For every function $f:\mathbb{R}^+\to\mathbb{R}$ and positive constants $a,b$, define a function $f_{a,b}:(0,1)\to\mathbb{R}$: $$ f_{a,b}(x) := f(2a\cdot x) + f(2b\cdot(1-x))$$ A function $f$ is good if the function $f_{a,b}$ has a unique maximum at $x=1/2$ for every $a$ and $b$.
What are the good functions?
One family of good functions is the family of logarithmic functions, $f(x)=c\cdot \ln{x}+d$, for some constants $c>0$ and $d$. PROOF: If $f$ is logarithmic then $a$ and $b$ do not affect the maximization, so the maximum-point of $f_{a,b}$ is just the maximum point of the function: $c\ln{x} + c\ln{(1-x)}$. By standard calculus, the unique maximum is at $x=1/2$.

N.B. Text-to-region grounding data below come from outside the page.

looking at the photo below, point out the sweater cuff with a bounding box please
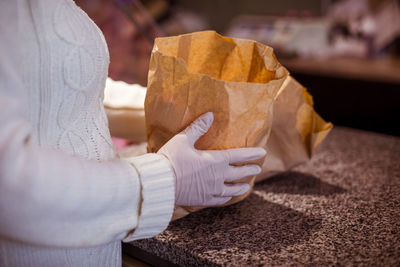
[123,153,175,241]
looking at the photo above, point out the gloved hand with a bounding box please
[158,112,266,206]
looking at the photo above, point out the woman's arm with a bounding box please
[0,2,175,247]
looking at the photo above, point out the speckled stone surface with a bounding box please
[128,127,400,266]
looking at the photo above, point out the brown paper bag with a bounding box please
[145,31,332,220]
[256,76,333,181]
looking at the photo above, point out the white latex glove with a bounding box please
[158,112,266,206]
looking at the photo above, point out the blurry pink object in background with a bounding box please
[112,137,131,150]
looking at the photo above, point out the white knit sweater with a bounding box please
[0,0,175,266]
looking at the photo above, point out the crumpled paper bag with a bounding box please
[144,31,332,220]
[257,76,332,181]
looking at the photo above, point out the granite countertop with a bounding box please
[126,127,400,266]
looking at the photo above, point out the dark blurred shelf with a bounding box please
[279,56,400,136]
[280,57,400,84]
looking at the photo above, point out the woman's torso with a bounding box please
[0,0,121,266]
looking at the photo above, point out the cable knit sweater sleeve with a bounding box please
[0,1,174,248]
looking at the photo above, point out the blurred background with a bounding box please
[76,0,400,136]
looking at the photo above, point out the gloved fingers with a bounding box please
[224,164,262,182]
[216,147,266,164]
[183,112,214,146]
[206,196,232,206]
[219,183,251,197]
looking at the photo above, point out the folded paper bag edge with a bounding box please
[152,30,290,84]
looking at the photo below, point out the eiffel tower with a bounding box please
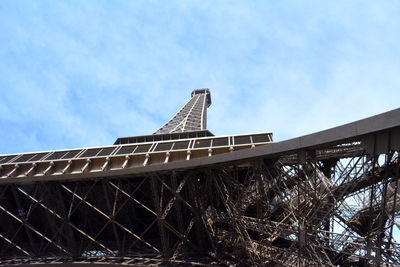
[0,89,399,266]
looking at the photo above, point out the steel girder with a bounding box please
[1,132,399,266]
[200,143,400,265]
[0,171,213,265]
[0,108,400,265]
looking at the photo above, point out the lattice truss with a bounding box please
[0,136,399,266]
[0,171,214,265]
[154,89,211,134]
[0,91,399,266]
[201,144,400,266]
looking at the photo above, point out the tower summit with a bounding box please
[154,89,211,134]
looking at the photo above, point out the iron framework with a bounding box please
[154,89,211,134]
[0,89,399,266]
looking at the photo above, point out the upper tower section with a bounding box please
[154,89,211,134]
[191,89,211,107]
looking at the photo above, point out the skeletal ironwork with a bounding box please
[0,89,399,266]
[154,88,211,134]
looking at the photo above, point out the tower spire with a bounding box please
[154,89,211,134]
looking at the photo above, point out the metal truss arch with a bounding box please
[0,89,400,266]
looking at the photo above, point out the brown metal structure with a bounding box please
[0,89,399,266]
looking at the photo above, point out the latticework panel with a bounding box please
[200,146,400,265]
[0,172,212,265]
[154,89,211,134]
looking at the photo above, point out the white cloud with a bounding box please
[0,1,399,153]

My conjecture is that only the logarithmic functions are good. Currently I can prove this uniqueness only in the family of differentiable functions. PROOF: If $f$ is differentiable then:
$$ f_{a,b}'(x) := 2a\cdot f'(2a x) - 2b\cdot f(2b (1-x))$$ $$ f_{a,b}'(1/2) := 2a\cdot f'(a) - 2b\cdot f(b)$$ If 1/2 is a unique maximum point then $f_{a,b}'(x)=0$. Hence, for all $a,b$: $$ a f'(a) = b f'(b)$$ so there exist constants $c,d$ such that: $$ x f'(x) \equiv c$$ $$ f'(x) = c/x$$ $$ f(x) = c \cdot \ln x + d$$ so, if $f$ is differentiable and good, it must be a logarithmic function.
So, there are two options:
There are other good functions, which are not differentiable.
There are no other good functions.
I believe that option 2 is correct, but to prove it, the uniqueness proof from above should be modified to work without derivatives. Is this possible?